I'm interested in databases and in Rust so i thought why not combine it and learn about databases and Rust by writing a SQL database in Rust. There's a working (although very limited and kinda hacked together) database on the v1 branch which is based on the embedded Sled KV DB as a storage engine.
The goals with v2 are:
- Write my own storage engine
- support all CRUD operations (maybe ALTER TABLE too)
- be multi user and transactional (i'm thinking likely MVCC)
- write a proper cost based based optimizer with a simple cost model (likely DPccp/DPhyp)
- make it an actual database server (maybe support postgres wire protocol)
- actually test it too
I will likely implement create table, insert and select first again and leave the rest for later. All the multi user, transactional and server stuff will likely come last.

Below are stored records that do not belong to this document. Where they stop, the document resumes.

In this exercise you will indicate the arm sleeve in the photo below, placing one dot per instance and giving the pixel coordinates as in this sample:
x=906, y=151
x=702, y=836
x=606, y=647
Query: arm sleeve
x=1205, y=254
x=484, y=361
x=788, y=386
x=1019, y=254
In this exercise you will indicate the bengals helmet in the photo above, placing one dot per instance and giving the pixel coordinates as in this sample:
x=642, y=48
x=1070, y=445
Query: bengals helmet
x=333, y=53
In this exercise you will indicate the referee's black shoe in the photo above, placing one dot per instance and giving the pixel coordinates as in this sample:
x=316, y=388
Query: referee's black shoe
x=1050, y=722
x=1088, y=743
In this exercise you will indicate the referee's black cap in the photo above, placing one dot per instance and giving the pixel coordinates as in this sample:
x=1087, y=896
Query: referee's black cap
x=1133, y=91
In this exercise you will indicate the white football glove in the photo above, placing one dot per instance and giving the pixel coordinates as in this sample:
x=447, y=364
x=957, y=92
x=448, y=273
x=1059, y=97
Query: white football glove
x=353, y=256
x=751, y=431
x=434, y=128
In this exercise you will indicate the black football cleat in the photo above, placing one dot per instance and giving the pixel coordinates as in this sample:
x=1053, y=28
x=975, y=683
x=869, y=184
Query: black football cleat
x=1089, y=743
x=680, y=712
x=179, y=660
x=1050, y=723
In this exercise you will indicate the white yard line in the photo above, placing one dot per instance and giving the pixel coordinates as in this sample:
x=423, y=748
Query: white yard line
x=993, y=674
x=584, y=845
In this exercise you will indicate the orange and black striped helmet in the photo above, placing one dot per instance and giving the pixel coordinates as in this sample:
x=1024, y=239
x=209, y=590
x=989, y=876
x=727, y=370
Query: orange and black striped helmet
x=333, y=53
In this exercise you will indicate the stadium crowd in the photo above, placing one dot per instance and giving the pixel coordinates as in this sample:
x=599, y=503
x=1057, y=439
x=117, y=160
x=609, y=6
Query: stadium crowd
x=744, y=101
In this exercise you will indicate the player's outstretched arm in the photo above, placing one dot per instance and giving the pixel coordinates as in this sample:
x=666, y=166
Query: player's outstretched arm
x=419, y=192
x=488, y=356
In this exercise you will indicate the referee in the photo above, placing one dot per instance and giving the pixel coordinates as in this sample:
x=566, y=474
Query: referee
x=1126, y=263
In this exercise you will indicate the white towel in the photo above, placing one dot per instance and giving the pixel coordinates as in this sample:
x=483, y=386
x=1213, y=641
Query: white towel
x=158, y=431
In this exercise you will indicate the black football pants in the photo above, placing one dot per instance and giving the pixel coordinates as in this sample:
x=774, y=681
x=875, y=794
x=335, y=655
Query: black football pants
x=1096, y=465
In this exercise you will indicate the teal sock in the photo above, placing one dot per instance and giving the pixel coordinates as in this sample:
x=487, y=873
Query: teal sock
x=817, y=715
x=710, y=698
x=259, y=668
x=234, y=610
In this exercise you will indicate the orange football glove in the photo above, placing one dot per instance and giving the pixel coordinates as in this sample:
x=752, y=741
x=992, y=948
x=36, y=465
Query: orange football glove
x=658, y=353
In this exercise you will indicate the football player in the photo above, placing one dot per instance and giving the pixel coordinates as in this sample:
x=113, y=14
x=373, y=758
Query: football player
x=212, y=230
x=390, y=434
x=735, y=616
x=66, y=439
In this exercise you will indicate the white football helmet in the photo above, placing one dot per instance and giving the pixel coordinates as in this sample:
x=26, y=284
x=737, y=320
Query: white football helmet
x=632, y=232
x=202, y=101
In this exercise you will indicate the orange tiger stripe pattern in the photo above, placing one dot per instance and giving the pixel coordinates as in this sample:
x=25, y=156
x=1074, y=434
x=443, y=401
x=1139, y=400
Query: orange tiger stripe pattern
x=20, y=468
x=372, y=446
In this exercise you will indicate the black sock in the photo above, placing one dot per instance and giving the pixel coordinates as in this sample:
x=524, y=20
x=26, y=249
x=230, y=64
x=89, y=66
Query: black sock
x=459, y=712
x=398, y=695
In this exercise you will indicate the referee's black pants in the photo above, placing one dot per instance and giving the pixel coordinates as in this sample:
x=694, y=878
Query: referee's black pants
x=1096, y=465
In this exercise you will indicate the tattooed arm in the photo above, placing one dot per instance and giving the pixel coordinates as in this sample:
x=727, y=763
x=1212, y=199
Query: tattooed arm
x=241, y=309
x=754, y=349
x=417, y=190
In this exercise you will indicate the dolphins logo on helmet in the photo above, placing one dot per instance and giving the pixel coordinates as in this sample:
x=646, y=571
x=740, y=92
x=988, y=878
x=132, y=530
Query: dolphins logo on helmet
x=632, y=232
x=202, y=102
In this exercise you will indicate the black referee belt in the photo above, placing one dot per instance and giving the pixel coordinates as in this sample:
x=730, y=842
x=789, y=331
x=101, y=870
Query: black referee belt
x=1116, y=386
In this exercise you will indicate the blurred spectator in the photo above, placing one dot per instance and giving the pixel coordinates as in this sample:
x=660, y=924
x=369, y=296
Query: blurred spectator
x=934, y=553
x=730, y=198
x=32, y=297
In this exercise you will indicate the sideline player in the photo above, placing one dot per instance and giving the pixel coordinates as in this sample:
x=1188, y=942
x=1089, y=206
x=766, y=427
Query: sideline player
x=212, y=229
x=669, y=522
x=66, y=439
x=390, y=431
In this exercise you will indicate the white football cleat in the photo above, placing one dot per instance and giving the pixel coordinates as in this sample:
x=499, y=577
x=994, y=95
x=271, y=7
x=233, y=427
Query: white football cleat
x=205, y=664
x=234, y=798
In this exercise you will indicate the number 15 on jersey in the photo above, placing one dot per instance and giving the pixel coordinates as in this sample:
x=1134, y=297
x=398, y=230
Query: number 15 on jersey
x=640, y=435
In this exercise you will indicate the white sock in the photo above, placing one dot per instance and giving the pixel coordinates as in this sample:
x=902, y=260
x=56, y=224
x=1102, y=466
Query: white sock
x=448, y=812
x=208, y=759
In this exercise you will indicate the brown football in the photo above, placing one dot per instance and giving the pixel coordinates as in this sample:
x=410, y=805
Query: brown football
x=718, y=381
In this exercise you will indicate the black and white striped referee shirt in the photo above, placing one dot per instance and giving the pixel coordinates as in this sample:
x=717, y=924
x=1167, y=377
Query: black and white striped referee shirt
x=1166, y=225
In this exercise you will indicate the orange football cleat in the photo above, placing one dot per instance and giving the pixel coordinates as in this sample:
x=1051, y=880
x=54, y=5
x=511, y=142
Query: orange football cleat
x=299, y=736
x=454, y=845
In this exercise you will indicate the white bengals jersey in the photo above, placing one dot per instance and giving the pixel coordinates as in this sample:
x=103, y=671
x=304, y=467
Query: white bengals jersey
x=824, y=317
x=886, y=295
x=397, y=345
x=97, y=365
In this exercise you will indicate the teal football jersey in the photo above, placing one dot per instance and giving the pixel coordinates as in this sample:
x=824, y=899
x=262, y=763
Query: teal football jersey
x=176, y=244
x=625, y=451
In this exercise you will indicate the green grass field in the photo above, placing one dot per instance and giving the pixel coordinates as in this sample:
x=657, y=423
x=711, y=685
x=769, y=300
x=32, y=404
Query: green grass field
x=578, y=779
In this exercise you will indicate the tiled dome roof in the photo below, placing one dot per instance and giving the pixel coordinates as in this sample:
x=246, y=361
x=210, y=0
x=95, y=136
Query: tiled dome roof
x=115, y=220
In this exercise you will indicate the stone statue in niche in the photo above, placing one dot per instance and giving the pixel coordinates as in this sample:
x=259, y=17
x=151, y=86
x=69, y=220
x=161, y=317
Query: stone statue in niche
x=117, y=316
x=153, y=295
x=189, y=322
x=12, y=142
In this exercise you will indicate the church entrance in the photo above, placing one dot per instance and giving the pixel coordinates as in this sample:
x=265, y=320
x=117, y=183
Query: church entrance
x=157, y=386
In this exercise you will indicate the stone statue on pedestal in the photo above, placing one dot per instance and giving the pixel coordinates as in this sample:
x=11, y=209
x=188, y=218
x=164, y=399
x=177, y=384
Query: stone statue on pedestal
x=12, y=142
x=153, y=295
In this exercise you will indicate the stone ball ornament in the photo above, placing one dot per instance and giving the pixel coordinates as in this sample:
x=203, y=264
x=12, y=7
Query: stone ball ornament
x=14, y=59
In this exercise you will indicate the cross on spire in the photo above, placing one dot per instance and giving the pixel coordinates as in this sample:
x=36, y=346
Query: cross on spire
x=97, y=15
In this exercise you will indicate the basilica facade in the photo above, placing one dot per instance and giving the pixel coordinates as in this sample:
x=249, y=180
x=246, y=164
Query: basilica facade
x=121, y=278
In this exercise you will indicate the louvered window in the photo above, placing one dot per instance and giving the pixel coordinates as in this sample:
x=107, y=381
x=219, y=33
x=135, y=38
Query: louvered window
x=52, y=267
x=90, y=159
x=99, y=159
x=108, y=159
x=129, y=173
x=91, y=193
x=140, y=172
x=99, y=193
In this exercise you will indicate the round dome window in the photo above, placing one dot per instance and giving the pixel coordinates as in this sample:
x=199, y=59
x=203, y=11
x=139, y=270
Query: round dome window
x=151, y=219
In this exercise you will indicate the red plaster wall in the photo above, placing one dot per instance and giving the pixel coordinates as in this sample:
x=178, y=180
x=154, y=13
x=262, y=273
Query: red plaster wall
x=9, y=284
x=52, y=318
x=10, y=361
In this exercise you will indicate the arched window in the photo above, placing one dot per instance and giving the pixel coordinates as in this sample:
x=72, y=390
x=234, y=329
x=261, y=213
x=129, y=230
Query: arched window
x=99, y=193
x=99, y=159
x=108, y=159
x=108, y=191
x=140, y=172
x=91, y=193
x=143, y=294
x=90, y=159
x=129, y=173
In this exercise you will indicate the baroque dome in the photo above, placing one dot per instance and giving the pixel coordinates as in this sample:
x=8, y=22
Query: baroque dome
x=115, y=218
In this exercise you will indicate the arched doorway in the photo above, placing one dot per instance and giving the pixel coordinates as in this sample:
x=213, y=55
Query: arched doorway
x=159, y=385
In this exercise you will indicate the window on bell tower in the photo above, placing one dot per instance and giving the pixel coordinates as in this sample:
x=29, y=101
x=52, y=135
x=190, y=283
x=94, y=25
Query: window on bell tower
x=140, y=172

The main goal is to write a disk based system that can start out with a rather traditional architecture and then be used as a play-/testing-ground for me to implement all kinds of cool new techniques (JIT compilation using cranelift, fancy new buffer managers, ...). Although the system is supposed to be disk-based, we live in a world where RAM in the tens or even hundreds of GBs is ubiquitous. Therefore we can often just assume that stuff fits into main memory. Especially for System- and Metadata we will mostly not bother having the option of writing them to disk other than for persistence. For execution we will for now also assume that we won't have to spool to disk (otherwise we could still rely on OS swapping for this purpose for now).
- Simple CREATE TABLE
- Simple INSERT (INSERT INTO x VALUES (a,b,c))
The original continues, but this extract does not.